"Progress in science depends on new techniques, new discoveries and new ideas, probably in that order."
Sydney Brenner
Many important questions in science cannot be answered with available tools and techniques. Rather than looking for other problems to study, our approach has often been to develop the methods that we felt were needed. Early on, we worked on the purification of human and murine blood forming stem cells and found that the self-renewal properties of these cells are developmentally controlled (1). We subsequently found that human blood forming stem cell loose telomeric repeats with each division in vitro and in vivo (2). Our tools helped establish that the replication potential of most somatic cells is finite and that telomerase levels are limiting in blood-forming stem cells (3, 4). To study genes that regulate telomere length we collaborated with Ann Rose at UBC using C.elegans as a model. We discovered a helicase gene, that we dubbed dog-1, for deletion of G-rich DNA (5). Worms lacking dog-1 show deletions throughout their genome that invariably start at the 3’ end of long tracts (>20 bp) of guanine- rich DNA. Such G-tracts are much more abundant in genomes than predicted by chance. Encouraged by these findings we collaborated with Hao Ding and Andras Nagy in Toronto and knocked out a closely related gene in the mouse (6). We reported this gene is a major regulator of the length of telomere repeats and named the gene Rtel (for Regulator of Telomere Length).

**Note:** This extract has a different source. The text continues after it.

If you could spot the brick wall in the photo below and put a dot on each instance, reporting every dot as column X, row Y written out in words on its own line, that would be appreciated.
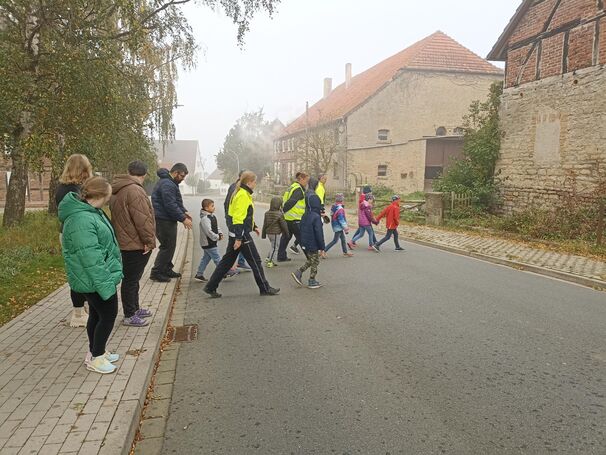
column 562, row 43
column 554, row 131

We proposed that epigenetic differences between sister chromatids could generate differences in gene expression between daughter cells: the “silent sister” hypothesis, (7). To study gene expression in relation to DNA replication, my lab next developed single cell Strand-seq, a single cell DNA sequencing method that enables selective sequencing of the DNA strands that serve as templates during DNA replication (8, 9, 10). Single cell Strand-seq has become an indispensable tool in many areas of genome science including reference genome assembly (11) and the study of haplotypes (12), inversions (13) and sister chromatid exchange events (14). By combining chromosome-length phasing using Strand-seq with analysis of DNA methylation at chromosomal locations with parental methylation “imprints”, it now is possible to confidently assign any allele to a parent of origin without analyzing parental DNA (15). This breakthrough has widespread applications in medical genetics and has greatly increased the interest in our single cell Strand-seq technique.